Self Maintenance Resource Center (Exhibition)
Self Maintenance Resource Center (Exhibition)
June 19th -
July 24th, 2021
Self Maintenance Resource Center is a curatorial collaboration between Katherine Simóne Reynolds and Anaïs Duplan, Founder of the Center for Afrofuturist Studies.
Opening Reception: Saturday, June 19th from 3 to 8 pm
Through the process of wheatpasting, Self Maintenance Resource Center layers the participants’ research in the form of PDFs and Xerox copies, alongside an assembly of scores, sound works, and reference videos before concluding on July 24, 2021.
The Luminary is pleased to present the next iteration of Self Maintenance Resource Center, a curatorial collaboration between Katherine Simóne Reynolds and Anaïs Duplan, Founder of the Center for Afrofuturist Studies. Developed from the 2020 online project of the same name, this exhibition presents the resources, references, and research of five, invited artists: Naima Green, Tabita Rezaire, Sun Cha, Evan Ifekoya, and Marquis Bey. Each week, The Luminary will reveal a new episode of an artist and their contributions to the gallery space. Opening on June 19, 2021, the exhibition takes an additive approach with the newest contributions building on previous resources.
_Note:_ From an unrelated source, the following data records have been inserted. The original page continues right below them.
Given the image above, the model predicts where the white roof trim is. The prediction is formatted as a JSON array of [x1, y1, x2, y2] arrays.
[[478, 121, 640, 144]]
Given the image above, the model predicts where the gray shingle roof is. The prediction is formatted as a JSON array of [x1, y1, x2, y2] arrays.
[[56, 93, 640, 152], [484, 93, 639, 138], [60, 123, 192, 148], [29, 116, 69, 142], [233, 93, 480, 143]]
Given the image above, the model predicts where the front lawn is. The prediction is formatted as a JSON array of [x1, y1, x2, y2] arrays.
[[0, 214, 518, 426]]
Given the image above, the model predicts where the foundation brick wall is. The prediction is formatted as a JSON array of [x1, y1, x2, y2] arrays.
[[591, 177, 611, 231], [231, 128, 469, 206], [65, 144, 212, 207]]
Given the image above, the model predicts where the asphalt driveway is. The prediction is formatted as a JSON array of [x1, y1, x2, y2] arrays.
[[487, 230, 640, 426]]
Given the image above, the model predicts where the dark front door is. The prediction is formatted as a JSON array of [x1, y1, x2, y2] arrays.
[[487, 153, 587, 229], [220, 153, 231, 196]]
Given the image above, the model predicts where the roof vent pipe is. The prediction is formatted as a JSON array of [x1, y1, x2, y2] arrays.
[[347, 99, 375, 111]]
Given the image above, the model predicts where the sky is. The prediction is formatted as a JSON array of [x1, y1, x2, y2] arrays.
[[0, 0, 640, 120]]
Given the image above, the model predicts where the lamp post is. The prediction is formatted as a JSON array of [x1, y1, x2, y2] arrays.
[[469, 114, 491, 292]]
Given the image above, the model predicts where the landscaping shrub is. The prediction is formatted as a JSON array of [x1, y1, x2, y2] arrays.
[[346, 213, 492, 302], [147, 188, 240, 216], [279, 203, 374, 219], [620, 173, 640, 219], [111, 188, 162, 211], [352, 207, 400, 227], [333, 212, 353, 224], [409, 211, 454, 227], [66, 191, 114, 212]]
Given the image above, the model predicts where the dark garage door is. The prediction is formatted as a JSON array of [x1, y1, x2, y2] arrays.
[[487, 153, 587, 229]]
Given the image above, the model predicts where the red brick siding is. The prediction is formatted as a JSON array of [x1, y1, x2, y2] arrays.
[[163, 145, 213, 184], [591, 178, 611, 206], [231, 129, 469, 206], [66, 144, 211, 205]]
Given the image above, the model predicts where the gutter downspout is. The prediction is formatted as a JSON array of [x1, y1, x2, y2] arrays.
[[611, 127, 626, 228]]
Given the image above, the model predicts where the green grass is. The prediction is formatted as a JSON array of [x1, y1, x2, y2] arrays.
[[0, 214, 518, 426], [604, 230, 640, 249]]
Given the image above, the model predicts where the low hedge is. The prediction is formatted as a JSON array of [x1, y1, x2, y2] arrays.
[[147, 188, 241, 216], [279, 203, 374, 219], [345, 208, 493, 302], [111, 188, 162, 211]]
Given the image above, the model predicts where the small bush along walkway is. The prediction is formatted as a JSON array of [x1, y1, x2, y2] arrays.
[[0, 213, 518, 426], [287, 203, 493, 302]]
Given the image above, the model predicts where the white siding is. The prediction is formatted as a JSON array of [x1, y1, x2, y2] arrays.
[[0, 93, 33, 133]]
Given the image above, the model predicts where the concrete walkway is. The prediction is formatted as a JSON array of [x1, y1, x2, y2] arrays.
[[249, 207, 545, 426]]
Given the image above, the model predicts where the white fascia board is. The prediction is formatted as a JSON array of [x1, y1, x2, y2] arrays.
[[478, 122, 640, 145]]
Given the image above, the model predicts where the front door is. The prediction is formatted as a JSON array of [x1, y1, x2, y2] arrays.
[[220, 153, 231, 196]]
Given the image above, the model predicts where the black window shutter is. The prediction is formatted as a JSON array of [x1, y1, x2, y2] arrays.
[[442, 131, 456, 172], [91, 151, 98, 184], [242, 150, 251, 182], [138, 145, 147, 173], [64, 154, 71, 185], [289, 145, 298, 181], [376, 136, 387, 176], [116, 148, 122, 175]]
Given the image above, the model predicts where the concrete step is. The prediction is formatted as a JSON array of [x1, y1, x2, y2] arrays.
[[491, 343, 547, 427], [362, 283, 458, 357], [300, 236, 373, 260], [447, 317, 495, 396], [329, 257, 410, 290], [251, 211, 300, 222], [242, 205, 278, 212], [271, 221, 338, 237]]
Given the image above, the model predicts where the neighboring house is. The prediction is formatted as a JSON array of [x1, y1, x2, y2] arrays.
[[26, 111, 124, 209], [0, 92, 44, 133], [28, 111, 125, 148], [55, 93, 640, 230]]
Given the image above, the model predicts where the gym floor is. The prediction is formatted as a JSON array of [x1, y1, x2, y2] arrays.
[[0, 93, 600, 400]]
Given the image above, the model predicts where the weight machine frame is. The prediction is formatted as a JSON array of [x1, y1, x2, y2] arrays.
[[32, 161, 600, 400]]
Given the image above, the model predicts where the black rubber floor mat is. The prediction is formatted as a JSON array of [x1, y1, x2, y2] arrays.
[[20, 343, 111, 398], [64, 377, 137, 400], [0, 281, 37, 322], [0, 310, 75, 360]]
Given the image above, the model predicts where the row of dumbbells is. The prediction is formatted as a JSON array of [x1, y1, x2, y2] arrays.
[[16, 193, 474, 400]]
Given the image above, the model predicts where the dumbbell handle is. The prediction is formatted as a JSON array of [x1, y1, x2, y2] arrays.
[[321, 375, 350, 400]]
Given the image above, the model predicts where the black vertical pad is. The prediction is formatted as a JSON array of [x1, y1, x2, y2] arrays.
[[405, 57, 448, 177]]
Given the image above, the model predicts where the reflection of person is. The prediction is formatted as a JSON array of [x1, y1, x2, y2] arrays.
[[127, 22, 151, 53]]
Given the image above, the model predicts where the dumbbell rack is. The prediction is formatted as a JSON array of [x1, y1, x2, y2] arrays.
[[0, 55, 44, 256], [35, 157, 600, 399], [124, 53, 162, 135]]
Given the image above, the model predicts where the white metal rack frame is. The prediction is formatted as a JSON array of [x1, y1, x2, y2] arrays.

“Perhaps tragedies are only tragedies in the presence of love, which confers meaning to loss. Loss is not felt in the absence of love” - Elizabeth Alexander The Light of the World
For Alexander, desire and love are comfortably housed within grief and loss. This is a time of seeing and feeling immense loss while navigating a labyrinth of social desolation daily. But through the assumed “contactless,” we are coming to terms with our surface understanding of the complexities of deep intimacy. Stemming from a queer Black politic, assessing the relationship between artistic production and the complexities of desire, love, and self-maintenance requires a critical approach through documentation to trace their mutual influence. Documentation functions as both a process and a product.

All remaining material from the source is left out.